Sono 16 in Basilicata i terreni agricoli (di cui 11 in provincia di Matera) per circa un centinaio di ettari confiscati alle mafie, a cui si aggiungono 2 terreni comprensivi di fabbricati rurali e 3 terreni in definizione. Lo riferisce l’Agia-Cia Basilicata che ha effettuato un’indagine sulla base dei dati, aggiornati al 2016, dell’Agenzia nazionale che si occupa dei beni confiscati ad organizzazioni ed appartenenti alla criminalità mafiosa. Per il presidente dell’Agia-Cia Rudy Marranchelli i terreni vanno assegnati a giovani e a cooperative per consentire un doppio obiettivo: lo sviluppo di progetti di agricoltura sociale e l’occupazione diretta dei giovani nelle attività dei campi. L’uso sociale dei luoghi confiscati – spiega – è la miglior bandiera della legalità perché mostra che vincere le mafie è possibile.
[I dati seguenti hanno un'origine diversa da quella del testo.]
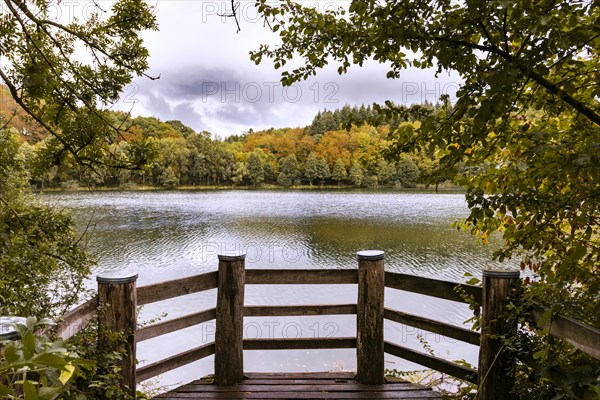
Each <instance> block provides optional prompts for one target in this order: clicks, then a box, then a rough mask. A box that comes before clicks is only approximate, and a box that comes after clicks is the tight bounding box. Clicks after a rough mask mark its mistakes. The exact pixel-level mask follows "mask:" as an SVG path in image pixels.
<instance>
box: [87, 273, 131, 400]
mask: <svg viewBox="0 0 600 400" xmlns="http://www.w3.org/2000/svg"><path fill="white" fill-rule="evenodd" d="M137 277H138V274H131V273H124V272H119V271H108V272H103V273H101V274H99V275H98V276H97V277H96V281H97V282H98V347H99V349H100V350H101V351H118V352H122V353H123V358H122V359H121V360H120V361H119V366H120V367H121V379H122V380H121V385H122V387H123V389H124V390H125V391H127V392H128V393H129V394H130V395H131V396H133V397H134V398H135V390H136V387H135V384H136V376H135V368H136V358H135V329H136V324H137V321H136V311H137V292H136V280H137Z"/></svg>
Questi beni diventano un’occasione di rigenerazione quando fanno nascere speranza, dignità e lavoro, nel segno di un’economia che non dimentica il senso etico d’impresa per il bene comune.
Secondo la presidente nazionale Agia Maria Pirrone sono almeno 3.500 i terreni agricoli confiscati solo al Sud con la Sicilia al primo posto (1.599 terreni più 178 con fabbricati rurali), seguita da Calabria (776 più 34 con fabbricati), Campania (499 più 24 con fabbrica) e Puglia (423 più 33 con fabbricasti). E – continua – non mancano le difficoltà, specie al Sud, dove gli appezzamenti agricoli si prestano bene alle rappresaglie delle cosche. Per questo durante l’estate abbiamo promosso insieme a Libera 51 campi giovanili, più di 150 settimane complessive di formazione, in 13 regioni coinvolte, all’insegna della corresponsabilità e dell’impegno contro le mafie e la corruzione. Fino a novembre, ragazzi, studenti, giovani e adulti, gruppi, da tutta Italia e dal mondo, potranno partecipare ad un’esperienza di impegno civile con i campi sui terreni e beni che una volta appartenevano ai boss delle principali organizzazioni criminali. Dalla Piana di Gioia Tauro sulle proprietà confiscate ai Piromalli, alle terre un tempo appartenenti a Brusca e Riina nel corleonese, passando per la Puglia sulle tenute che erano della famiglia Screti e delle altre famiglie mafiose della Sacra Corona Unita, ai beni del clan casalesi nel casertano. Tutti i terreni e i beni confiscati alle mafie coinvolti in “E!State Liberi!” sono restituiti alla collettività grazie alla legge 109/96 che permette il loro riutilizzo sociale. Sono sedi di cooperative e/o associazioni che rappresentano dei veri e propri presidi di responsabilità su territori provati dalla violenza mafiosa, in totale 524 in tutta Italia come emerge dalla nostra ricerca “BeneItalia”.
L’obiettivo principale dei campi di impegno e formazione sui beni confiscati alle mafie è quello di diffondere una cultura fondata sulla legalità democratica e giustizia sociale che possa efficacemente contrapporsi alla cultura della violenza, del privilegio e del ricatto. L’attività dei campi si svolge su vari momenti: l’affiancamento all’impegno della realtà che gestisce il bene confiscato o l’attività di risistemazione, lo studio e l’incontro con il territorio per uno scambio interculturale. I partecipanti incontreranno e si confronteranno con i familiari delle vittime di mafia, giornalisti, rappresentanti delle istituzioni, con le realtà che animano il territorio e con gli operatori delle cooperative sociali.